In computer vision community, the social force model is introduced for multi-target tracking [1], abnormality detection [2], and analysis of pedestrian action and mutual interaction [3]

  • [1] R. Mehran, A. Oyama, and M. Shah. Abnormal crowd behavior detection using social force model. In Proc.CVPR, 2009.
  • [2] S. Pellegrini, A. Ess, K. Schindler, and L. Van Gool. You’ll never walk alone: Modeling social behavior for multi-target tracking. In Proc. ICCV, 2010.
  • [3] P. Scovanner and M. Tappen. Learning pedestrian dynamics from the real world. In Proc. ICCV, 2009.

Self-propelled particles (SPP) model

SPP model is proposed to model the interaction of individual in the crowd the and the formation of collective motion.

The model itself is very simple, at each time step, the individuals would coordinate its velocity directions with its neighbor individuals.
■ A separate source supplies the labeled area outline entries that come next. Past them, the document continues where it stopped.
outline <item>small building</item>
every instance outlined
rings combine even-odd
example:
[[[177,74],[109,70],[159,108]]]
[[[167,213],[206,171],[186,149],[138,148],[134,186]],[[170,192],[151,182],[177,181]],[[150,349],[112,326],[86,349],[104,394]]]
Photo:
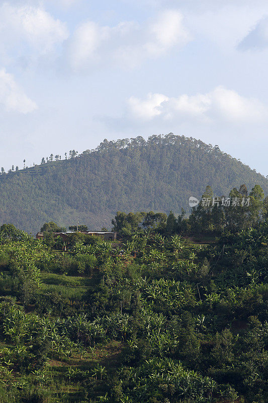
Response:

When the coordination level is high, there is collective motion of the crowd emerging. as shown in Figure 3.

Figure 3: SPP model and the formation of collective motion in the crowd.

Here is the seminal paper on SPP.

Vicsek, T.; Czirok, A.; Ben-Jacob, E.; Cohen, I. & Shochet, O. Novel type of phase transition in a system of self-driven particles. Physical review letters, 1995.

In this paper, Vicsek further discussed the influence of noise on the coordination level and the phenomena of phase transition, that is, how the phase of random movements of individuals is transformed into the phase of collective motion of individuals. It is related some important topics, such as self-organization and emergence.